R/boot_cor_test.R

Defines functions boot_cor_test

Documented in boot_cor_test

#' @title Bootstrapped Correlation Coefficients
#' @description
#' `r lifecycle::badge('stable')`
#'
#' A function for bootstrap-based correlation tests using various correlation coefficients
#' including Pearson's, Kendall's, Spearman's, Winsorized, and percentage bend correlations.
#' This function supports standard, equivalence, and minimal effect testing with robust bootstrap methods.
#'
#' @inheritParams boot_t_TOST
#' @inheritParams z_cor_test
#' @param method a character string indicating which correlation coefficient to use:
#'   * "pearson": standard Pearson product-moment correlation
#'   * "kendall": Kendall's tau rank correlation
#'   * "spearman": Spearman's rho rank correlation
#'   * "winsorized": Winsorized correlation (robust to outliers)
#'   * "bendpercent": percentage bend correlation (robust to marginal outliers)
#'
#'   Can be abbreviated.
#' @param boot_ci type of bootstrap confidence interval:
#'   * "basic": basic/empirical bootstrap CI
#'   * "perc": percentile bootstrap CI (default)
#' @param R number of bootstrap replications (default = 1999).
#' @param ... additional arguments passed to correlation functions, such as:
#'   * tr: trim for Winsorized correlation (default = 0.2)
#'   * beta: for percentage bend correlation (default = 0.2)
#'
#' @details
#' This function uses bootstrap methods to calculate correlation coefficients and their
#' confidence intervals. P-values are calculated from a re-sampled null distribution.
#'
#' The bootstrap correlation methods in this package offer two robust correlations beyond
#' the standard methods:
#'
#' 1. **Winsorized correlation**: Replaces extreme values with less extreme values before
#'    calculating the correlation. The `trim` parameter (default: `tr = 0.2`) determines the
#'    proportion of data to be Winsorized.
#'
#' 2. **Percentage bend correlation**: A robust correlation that downweights the influence
#'    of outliers. The `beta` parameter (default = 0.2) determines the bending constant.
#'
#' These calculations are based on Rand Wilcox's R functions for his book (Wilcox, 2017),
#' and adapted from their implementation in Guillaume Rousselet's R package "bootcorci".
#'
#' The function supports both standard hypothesis testing and equivalence/minimal effect testing:
#'
#' * For standard tests (two.sided, less, greater), the function tests whether the correlation
#'   differs from the null value (typically 0).
#'
#' * For equivalence testing ("equivalence"), it determines whether the correlation falls within
#'   the specified bounds, which can be set asymmetrically.
#'
#' * For minimal effect testing ("minimal.effect"), it determines whether the correlation falls
#'   outside the specified bounds.
#'
#' When performing equivalence or minimal effect testing:
#' * If a single value is provided for `null`, symmetric bounds ±value will be used
#' * If two values are provided for `null`, they will be used as the lower and upper bounds
#'
#' See `vignette("correlations")` for more details.
#'
#' @return A list with class "htest" containing the following components:
#'
#' * **p.value**: the bootstrap p-value of the test.

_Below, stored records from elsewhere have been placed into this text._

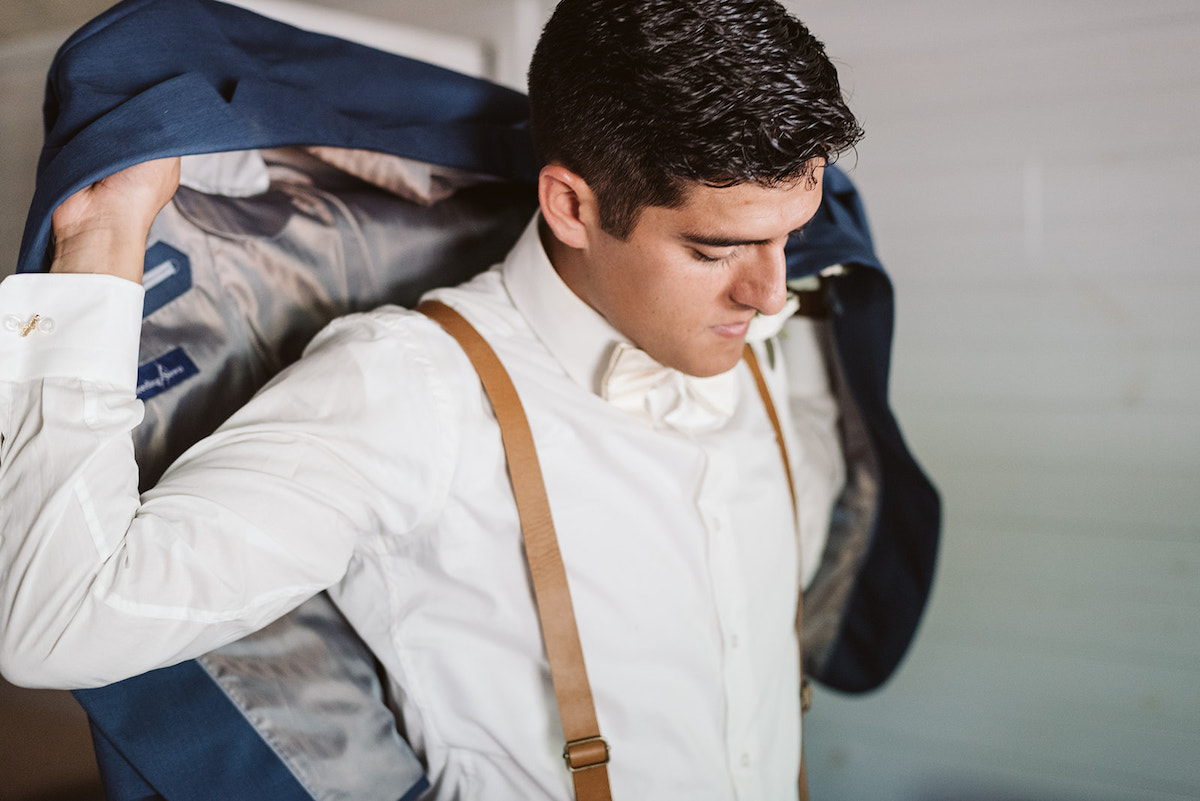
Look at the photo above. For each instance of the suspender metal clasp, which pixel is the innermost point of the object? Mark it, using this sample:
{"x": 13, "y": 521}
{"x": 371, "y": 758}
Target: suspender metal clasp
{"x": 586, "y": 753}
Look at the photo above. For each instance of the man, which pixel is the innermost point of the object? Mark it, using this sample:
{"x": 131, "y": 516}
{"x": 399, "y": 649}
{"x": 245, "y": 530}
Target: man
{"x": 684, "y": 143}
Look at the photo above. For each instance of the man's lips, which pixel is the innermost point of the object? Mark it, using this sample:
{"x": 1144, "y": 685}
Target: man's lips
{"x": 732, "y": 330}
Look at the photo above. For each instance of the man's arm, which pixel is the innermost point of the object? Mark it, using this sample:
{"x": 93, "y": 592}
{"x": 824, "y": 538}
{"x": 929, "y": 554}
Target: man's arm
{"x": 103, "y": 228}
{"x": 96, "y": 583}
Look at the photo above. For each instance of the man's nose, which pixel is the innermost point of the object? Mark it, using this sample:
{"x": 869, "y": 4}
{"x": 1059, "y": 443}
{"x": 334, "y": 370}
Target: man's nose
{"x": 762, "y": 282}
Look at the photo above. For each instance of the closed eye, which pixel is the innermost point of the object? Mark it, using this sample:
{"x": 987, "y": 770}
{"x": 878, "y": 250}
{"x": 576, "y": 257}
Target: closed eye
{"x": 700, "y": 256}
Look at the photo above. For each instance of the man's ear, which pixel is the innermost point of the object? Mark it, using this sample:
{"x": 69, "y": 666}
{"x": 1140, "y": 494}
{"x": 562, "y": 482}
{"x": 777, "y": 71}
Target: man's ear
{"x": 568, "y": 205}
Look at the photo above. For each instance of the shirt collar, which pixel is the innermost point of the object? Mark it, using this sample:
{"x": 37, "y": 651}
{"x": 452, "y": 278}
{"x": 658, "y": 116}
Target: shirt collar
{"x": 574, "y": 333}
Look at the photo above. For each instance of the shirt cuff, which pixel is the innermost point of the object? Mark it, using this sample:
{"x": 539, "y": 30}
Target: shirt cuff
{"x": 83, "y": 326}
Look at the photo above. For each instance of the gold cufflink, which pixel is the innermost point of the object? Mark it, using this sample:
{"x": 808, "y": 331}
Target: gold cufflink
{"x": 36, "y": 323}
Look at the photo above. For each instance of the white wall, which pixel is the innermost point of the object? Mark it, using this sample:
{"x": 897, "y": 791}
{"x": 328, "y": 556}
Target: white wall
{"x": 1031, "y": 173}
{"x": 1030, "y": 169}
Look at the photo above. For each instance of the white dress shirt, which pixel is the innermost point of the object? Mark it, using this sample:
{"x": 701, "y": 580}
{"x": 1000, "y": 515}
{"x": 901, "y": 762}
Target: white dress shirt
{"x": 373, "y": 467}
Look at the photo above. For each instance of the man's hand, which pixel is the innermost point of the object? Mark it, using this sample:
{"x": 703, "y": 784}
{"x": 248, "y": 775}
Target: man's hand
{"x": 103, "y": 227}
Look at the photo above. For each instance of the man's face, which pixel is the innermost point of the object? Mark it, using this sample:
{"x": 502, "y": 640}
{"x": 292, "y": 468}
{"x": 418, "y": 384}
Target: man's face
{"x": 688, "y": 281}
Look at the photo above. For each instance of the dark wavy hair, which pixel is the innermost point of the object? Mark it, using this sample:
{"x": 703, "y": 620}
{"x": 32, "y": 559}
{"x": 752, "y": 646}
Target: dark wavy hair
{"x": 641, "y": 97}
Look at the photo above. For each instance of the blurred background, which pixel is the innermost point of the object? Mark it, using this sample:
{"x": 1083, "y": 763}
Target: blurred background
{"x": 1031, "y": 170}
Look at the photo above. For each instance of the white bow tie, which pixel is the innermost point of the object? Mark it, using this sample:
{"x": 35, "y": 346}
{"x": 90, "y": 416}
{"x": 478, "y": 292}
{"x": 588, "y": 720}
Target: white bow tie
{"x": 643, "y": 387}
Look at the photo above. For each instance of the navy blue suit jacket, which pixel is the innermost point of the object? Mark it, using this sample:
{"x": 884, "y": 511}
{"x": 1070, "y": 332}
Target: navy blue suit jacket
{"x": 153, "y": 78}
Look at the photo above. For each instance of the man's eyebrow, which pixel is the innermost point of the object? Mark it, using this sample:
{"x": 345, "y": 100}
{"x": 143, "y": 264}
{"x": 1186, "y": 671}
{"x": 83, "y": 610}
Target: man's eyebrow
{"x": 731, "y": 241}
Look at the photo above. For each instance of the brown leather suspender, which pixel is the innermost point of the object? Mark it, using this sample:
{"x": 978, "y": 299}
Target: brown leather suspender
{"x": 586, "y": 752}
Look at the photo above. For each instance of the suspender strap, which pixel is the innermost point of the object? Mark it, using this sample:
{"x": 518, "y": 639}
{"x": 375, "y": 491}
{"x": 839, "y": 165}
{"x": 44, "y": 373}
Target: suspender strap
{"x": 761, "y": 383}
{"x": 805, "y": 691}
{"x": 586, "y": 752}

#' * **parameter**: the number of observations used in the test.
#' * **conf.int**: a bootstrap confidence interval for the correlation coefficient.

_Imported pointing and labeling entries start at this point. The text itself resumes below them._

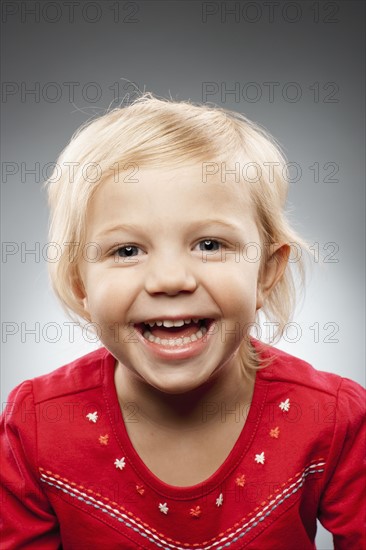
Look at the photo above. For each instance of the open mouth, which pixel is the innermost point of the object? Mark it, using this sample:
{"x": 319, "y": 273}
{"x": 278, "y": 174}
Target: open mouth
{"x": 169, "y": 332}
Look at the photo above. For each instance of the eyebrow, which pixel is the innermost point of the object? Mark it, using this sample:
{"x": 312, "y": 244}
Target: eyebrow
{"x": 195, "y": 225}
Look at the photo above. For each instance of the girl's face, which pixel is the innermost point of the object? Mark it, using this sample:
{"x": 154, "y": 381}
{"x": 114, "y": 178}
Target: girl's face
{"x": 172, "y": 249}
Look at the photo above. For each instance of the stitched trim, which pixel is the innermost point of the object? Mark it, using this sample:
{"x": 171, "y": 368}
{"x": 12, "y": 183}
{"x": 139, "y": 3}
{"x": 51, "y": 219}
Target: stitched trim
{"x": 220, "y": 542}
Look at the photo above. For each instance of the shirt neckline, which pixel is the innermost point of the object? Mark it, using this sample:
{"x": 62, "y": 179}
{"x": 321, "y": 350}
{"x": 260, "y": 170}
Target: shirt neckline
{"x": 145, "y": 475}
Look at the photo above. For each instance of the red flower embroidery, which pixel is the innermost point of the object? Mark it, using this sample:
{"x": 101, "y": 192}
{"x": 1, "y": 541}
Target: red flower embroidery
{"x": 195, "y": 512}
{"x": 240, "y": 481}
{"x": 275, "y": 432}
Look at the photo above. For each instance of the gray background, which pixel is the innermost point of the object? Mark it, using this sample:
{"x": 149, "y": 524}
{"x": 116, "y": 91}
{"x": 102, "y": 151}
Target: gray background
{"x": 81, "y": 63}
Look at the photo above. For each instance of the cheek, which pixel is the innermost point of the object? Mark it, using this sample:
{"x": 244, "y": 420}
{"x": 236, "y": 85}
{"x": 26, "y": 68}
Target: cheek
{"x": 106, "y": 300}
{"x": 235, "y": 282}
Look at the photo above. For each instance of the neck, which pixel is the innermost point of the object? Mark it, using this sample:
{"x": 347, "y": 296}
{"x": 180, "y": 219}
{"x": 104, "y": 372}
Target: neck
{"x": 230, "y": 387}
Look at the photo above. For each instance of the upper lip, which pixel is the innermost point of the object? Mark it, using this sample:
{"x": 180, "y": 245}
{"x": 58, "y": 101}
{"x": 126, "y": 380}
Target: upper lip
{"x": 172, "y": 318}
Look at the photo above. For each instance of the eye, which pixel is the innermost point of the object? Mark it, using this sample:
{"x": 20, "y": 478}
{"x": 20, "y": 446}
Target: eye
{"x": 210, "y": 245}
{"x": 126, "y": 251}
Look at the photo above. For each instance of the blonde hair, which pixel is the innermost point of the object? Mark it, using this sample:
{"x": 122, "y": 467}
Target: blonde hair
{"x": 154, "y": 132}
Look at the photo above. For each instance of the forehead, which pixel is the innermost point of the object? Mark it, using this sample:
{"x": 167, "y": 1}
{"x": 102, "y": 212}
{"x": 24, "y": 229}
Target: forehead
{"x": 172, "y": 195}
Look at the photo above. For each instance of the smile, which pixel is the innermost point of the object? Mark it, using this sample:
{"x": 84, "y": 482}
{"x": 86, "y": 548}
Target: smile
{"x": 175, "y": 335}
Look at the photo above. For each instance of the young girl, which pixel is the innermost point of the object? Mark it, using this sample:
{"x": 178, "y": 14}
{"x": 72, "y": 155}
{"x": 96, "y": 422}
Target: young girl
{"x": 183, "y": 431}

#' * **estimate**: the estimated correlation coefficient, with name "cor", "tau", "rho", "pb", or "wincor"
#'   corresponding to the method employed.

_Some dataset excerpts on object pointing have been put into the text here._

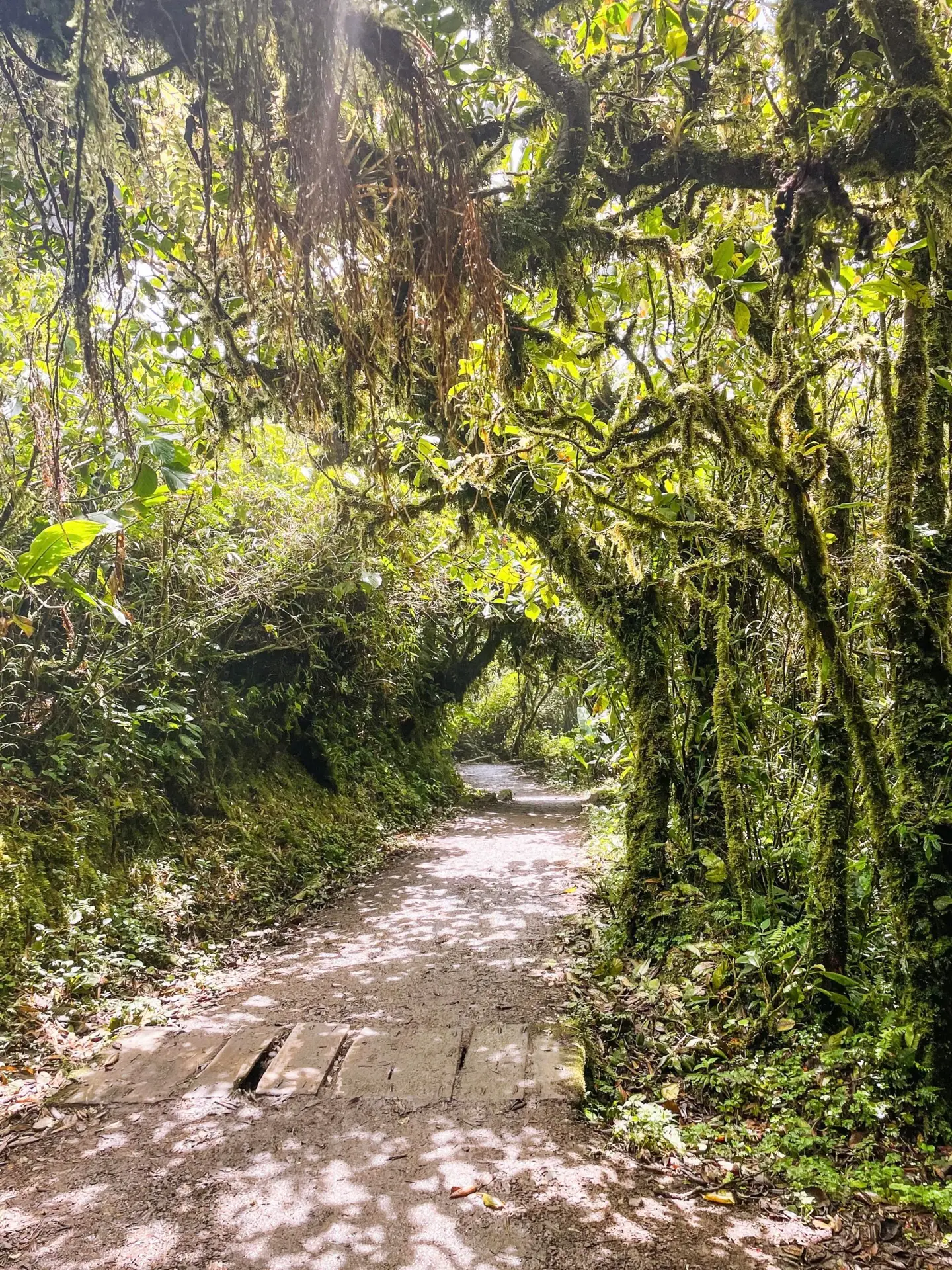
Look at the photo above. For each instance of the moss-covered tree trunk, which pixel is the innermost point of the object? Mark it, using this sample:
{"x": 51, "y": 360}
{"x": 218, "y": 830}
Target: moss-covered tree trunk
{"x": 917, "y": 635}
{"x": 649, "y": 788}
{"x": 833, "y": 810}
{"x": 729, "y": 766}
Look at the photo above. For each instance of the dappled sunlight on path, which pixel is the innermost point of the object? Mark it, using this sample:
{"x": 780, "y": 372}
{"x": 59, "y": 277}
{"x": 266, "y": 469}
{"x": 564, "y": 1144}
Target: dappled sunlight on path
{"x": 461, "y": 933}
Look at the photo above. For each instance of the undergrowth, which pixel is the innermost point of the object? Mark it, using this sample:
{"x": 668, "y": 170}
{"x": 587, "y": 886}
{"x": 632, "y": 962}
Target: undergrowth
{"x": 711, "y": 1040}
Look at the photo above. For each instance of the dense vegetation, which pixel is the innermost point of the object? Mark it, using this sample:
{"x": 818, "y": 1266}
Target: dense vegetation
{"x": 647, "y": 305}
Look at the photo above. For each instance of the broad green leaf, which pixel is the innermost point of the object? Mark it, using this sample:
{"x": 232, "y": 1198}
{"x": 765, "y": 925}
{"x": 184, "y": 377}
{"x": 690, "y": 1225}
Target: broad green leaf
{"x": 54, "y": 545}
{"x": 721, "y": 262}
{"x": 676, "y": 44}
{"x": 146, "y": 482}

#' * **stderr**: the bootstrap standard error of the correlation coefficient.
#' * **null.value**: the value(s) of the correlation under the null hypothesis.
#' * **alternative**: character string indicating the alternative hypothesis.
#' * **method**: a character string indicating which bootstrapped correlation was measured.
#' * **data.name**: a character string giving the names of the data.
#' * **boot_res**: vector of bootstrap correlation estimates.
#' * **call**: the matched call.
#'
#' @examples
#' # Example 1: Standard bootstrap test with Pearson correlation
#' x <- c(44.4, 45.9, 41.9, 53.3, 44.7, 44.1, 50.7, 45.2, 60.1)
#' y <- c( 2.6,  3.1,  2.5,  5.0,  3.6,  4.0,  5.2,  2.8,  3.8)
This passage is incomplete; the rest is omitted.